Darrel @dw1305 seems to know a thing or two about Apistogrammas.
He probably wouldn’t mind me repeating some of his advice on this. Which is high flow isn’t a bad thing as long as there is plenty to break it up and create calmer areas. He also advocates the use of moss caves placed in areas of low current to provide shelter.


----------



## Jake101 (1 Nov 2018)

Thanks @davexcape. Perhaps the flow was not too strong from the very beginning, but there were spots in the tank that were quite "windy". Anyhow, I drilled larger holes to my spray bar, and that seemed to calm the tank down quite a lot.


----------



## dw1305 (1 Nov 2018)

Hi all,





davexcape said:


> Which is high flow isn’t a bad thing as long as there is plenty to break it up and create calmer areas.


That one. Basically the more cover you have the happier they are, I recommend ApistoBob's web site for an <"over-view of their requirements">. Some species come from flowing water, there are examples in <"Ted Judy's 2016 Columbia diaries">.

A lot of it is back to the <"Discus don't live in environments with plants">, what it should say is "_Discus aren't collected in habitats with plants_", same applies to _Apistogramma_ spp. they are often collected from small, still pools choked with leaf litter, but this is during the dry season, and they are really on hold until the forest floods and they can disperse across the forest floor.

If you have a look at <"Tom Christofferson's">  travelogue pages, it gives you an idea of natural habitats. This one is <"Collecting in Pebas.....">.

cheers Darrel


----------



## Jake101 (1 Nov 2018)

Thank you, @dw1305. That is a very good info packet.


----------



## dw1305 (1 Nov 2018)

Hi all,





Jake101 said:


> That is a very good info packet.


Jake there are a couple of Swedish members on <"Apistogramma forums">, it isn't a busy forum, but it has a lot of very <"good posters on it">, and I would recommend joining.

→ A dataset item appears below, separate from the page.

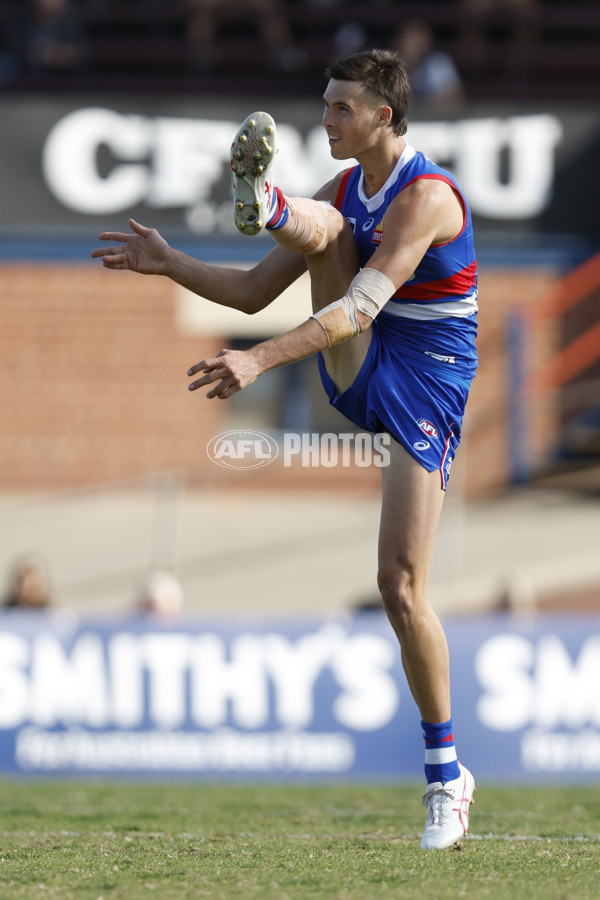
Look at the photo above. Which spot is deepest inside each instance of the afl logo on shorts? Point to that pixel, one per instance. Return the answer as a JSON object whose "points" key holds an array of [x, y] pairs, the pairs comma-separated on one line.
{"points": [[428, 428]]}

I've corresponded <"with member "MickeM" a bit">, he is based in /near Stockholm.

cheers Darrel


----------



## Jake101 (1 Nov 2018)

dw1305 said:


> I've corresponded <"with member "MickeM" a bit">, he is based in /near Stockholm.

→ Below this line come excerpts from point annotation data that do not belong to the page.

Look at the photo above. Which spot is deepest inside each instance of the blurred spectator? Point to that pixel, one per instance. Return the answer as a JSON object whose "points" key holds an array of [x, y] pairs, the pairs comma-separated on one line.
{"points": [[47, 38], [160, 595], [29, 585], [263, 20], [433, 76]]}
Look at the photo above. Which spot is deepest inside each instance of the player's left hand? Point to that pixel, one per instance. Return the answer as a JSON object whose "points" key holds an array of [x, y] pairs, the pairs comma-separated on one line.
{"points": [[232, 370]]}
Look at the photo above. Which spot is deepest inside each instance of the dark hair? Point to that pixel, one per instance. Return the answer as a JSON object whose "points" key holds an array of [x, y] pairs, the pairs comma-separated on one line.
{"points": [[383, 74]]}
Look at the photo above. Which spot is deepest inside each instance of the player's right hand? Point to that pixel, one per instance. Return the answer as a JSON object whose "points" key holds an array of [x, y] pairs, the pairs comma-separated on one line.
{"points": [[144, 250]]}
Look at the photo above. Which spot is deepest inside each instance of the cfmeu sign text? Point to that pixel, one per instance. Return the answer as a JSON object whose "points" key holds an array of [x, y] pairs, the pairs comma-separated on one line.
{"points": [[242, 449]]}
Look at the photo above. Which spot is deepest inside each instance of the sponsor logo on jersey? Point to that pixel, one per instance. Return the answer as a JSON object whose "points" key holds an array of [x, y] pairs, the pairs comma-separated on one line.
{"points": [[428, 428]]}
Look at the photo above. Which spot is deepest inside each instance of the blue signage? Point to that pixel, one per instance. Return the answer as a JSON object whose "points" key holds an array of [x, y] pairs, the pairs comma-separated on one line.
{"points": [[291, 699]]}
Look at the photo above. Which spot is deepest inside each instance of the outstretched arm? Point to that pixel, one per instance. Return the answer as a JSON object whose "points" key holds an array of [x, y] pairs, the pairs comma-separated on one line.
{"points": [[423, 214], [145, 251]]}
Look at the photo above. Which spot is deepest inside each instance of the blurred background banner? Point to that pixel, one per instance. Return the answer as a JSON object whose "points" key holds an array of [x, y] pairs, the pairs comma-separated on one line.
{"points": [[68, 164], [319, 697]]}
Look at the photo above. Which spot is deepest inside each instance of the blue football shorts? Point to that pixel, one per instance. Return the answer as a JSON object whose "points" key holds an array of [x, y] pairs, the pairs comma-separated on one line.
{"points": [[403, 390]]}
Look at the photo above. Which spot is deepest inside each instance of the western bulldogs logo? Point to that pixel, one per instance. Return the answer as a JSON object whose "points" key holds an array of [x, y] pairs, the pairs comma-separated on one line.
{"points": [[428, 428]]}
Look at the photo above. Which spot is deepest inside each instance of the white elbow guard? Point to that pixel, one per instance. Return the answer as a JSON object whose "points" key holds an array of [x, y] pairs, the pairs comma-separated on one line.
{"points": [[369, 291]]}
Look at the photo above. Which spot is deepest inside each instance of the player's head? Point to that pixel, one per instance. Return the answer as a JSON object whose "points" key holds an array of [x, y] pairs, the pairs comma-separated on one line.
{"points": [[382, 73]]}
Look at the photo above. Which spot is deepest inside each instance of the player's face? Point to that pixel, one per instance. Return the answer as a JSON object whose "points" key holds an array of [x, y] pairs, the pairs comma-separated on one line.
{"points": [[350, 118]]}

Darrel, have you been in that basement? The place he has taken all those photos is really worth visiting. It is half a hobby, half a side business for the owner, so it is open a few hours in the evenings and weekends. A must place to stop by when visiting Stockholm.

I knew the owner is really into killifish, but I did not notice the Apistos last time I visited there. Gotta drop by and chat.


----------



## dw1305 (1 Nov 2018)

Hi all,





Jake101 said:


> Darrel, have you been in that basement?


Only via the WWW, but I've looked at the pictures a lot. 

We had a house-swap in Täby kyrkby in August 2015, but that was before I knew it existed.

cheers Darrel


----------